I trained a dataset (grey-scale ultrasound images. with 15 classes) on vgg-16 (using batch norm version) and resnet-34.
vgg-16 gives me a validation accuracy of 92% where as I can only hit 83% with resnet-34 .

I handled overfitting in both architectures with dropout in FC layer and regularization in optimizer.
I don’t know why there would be minimal overfitting with vgg and not resnet . The resnet model train loss is 0.02 vs valid loss 0.67. Moreover resnet model doesn’t seem to improve beyond this loss range. I have tried hyper-parameter tuning on weight decay, learning rate, momentum, dropout.
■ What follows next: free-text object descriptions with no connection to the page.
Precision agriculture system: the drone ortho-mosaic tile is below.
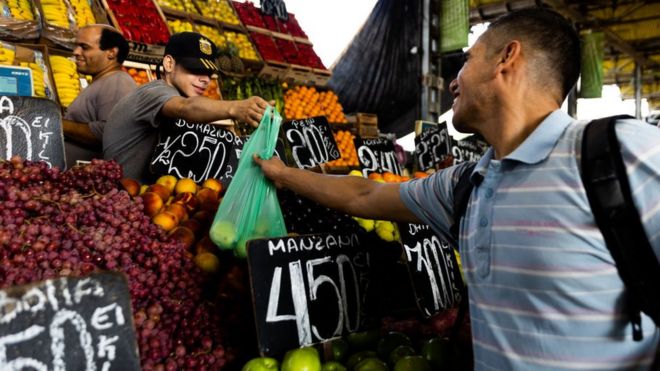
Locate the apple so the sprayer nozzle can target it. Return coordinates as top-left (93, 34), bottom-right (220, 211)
top-left (387, 345), bottom-right (416, 367)
top-left (346, 330), bottom-right (380, 352)
top-left (210, 220), bottom-right (237, 250)
top-left (421, 336), bottom-right (450, 369)
top-left (346, 351), bottom-right (377, 370)
top-left (140, 191), bottom-right (163, 217)
top-left (234, 237), bottom-right (249, 258)
top-left (242, 357), bottom-right (278, 371)
top-left (194, 252), bottom-right (220, 274)
top-left (120, 178), bottom-right (140, 196)
top-left (152, 211), bottom-right (178, 232)
top-left (354, 358), bottom-right (388, 371)
top-left (174, 178), bottom-right (197, 194)
top-left (147, 183), bottom-right (171, 202)
top-left (281, 346), bottom-right (321, 371)
top-left (168, 226), bottom-right (195, 250)
top-left (196, 187), bottom-right (219, 210)
top-left (202, 178), bottom-right (223, 194)
top-left (165, 203), bottom-right (188, 223)
top-left (321, 361), bottom-right (346, 371)
top-left (376, 331), bottom-right (412, 359)
top-left (328, 337), bottom-right (349, 363)
top-left (156, 174), bottom-right (177, 193)
top-left (393, 355), bottom-right (431, 371)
The purpose of this exercise to improve our predictions on the dataset. Hence I started trying resnet-34 after vgg-16.

I would love some suggestions on

  1. How to improve resnet-34 performance and address its overfitting.
  2. Any other architecture suggestions that would work for this type of dataset.
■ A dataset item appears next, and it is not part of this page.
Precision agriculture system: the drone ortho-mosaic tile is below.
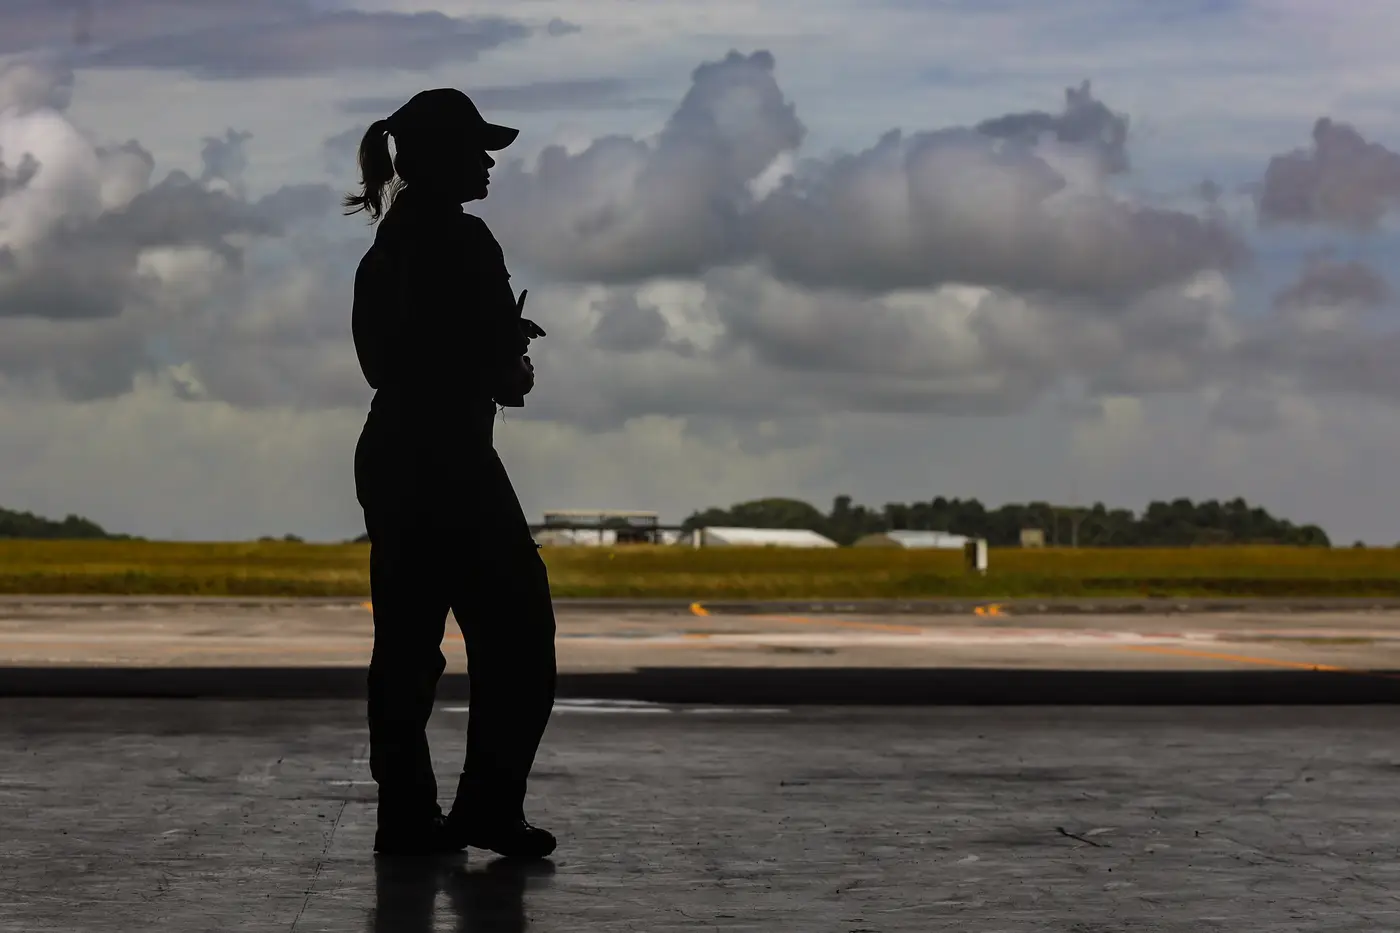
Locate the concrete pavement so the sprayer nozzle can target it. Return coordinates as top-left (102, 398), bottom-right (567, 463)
top-left (5, 600), bottom-right (1400, 701)
top-left (6, 699), bottom-right (1400, 930)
@ptrblck @InnovArul would love to hear your thoughts.

I assume you used the same training code and just swapped the VGG model for the ResNet?
Are you using both pretrained models or are you training from scratch?

Also, did you make sure to change the fc attribute in resnet34 for your output linear layer and the classifier attribute in your vgg16_bn model?
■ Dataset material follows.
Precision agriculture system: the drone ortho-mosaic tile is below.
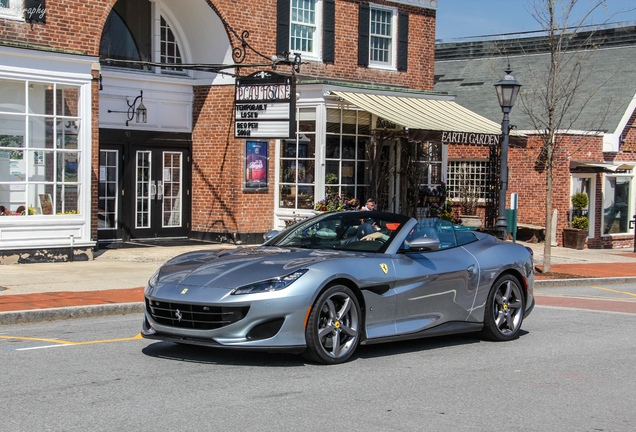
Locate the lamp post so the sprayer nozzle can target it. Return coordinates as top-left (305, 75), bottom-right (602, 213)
top-left (494, 65), bottom-right (522, 241)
Thanks a bunch for the reply. I started with pre-trained model, tuning the classifier/FC layer first and then sequentially unfroze the resnet-34 and vgg16_bn for training. As I unfroze resnet-34 layers the model seems to overfit on training data. Not sure if this is a symptom that I am not accounting for. The proportion of images across all class are constant across train and validation.

Did the validation accuracy get worse after unfreezing the ResNet?
If you are dealing with overfitting, you could try to increase the regularization or add some data augmentation.

When I started unfreezing the layers of resnet the accuracy went from 50% to 83% using SGD optimizer, but it saturates at this stage. I am using data augmentation that was suggested for these type of images. Yes, I should try to spend more quality time on regularization. I have-not experimented with different optimizers yet, not sure if they would make a difference.


I am facing a similar problem. I wanted to compare VGG16, Resnet34 and mobilenetV2 on the same data-set, I obtain a 90% accuracy while using VGG, with the feature extractor being frozen, but Resnet34 and MobillenetV2 tend not to converge at similar levels(- max accuracy was 80%) with feature extractor being frozen.
I use the same learning rates( staring at 1e-4) with annealing , regularizes(L2-1e-4 and 1e-5), and Adam.
Should I try SGD or other parameters.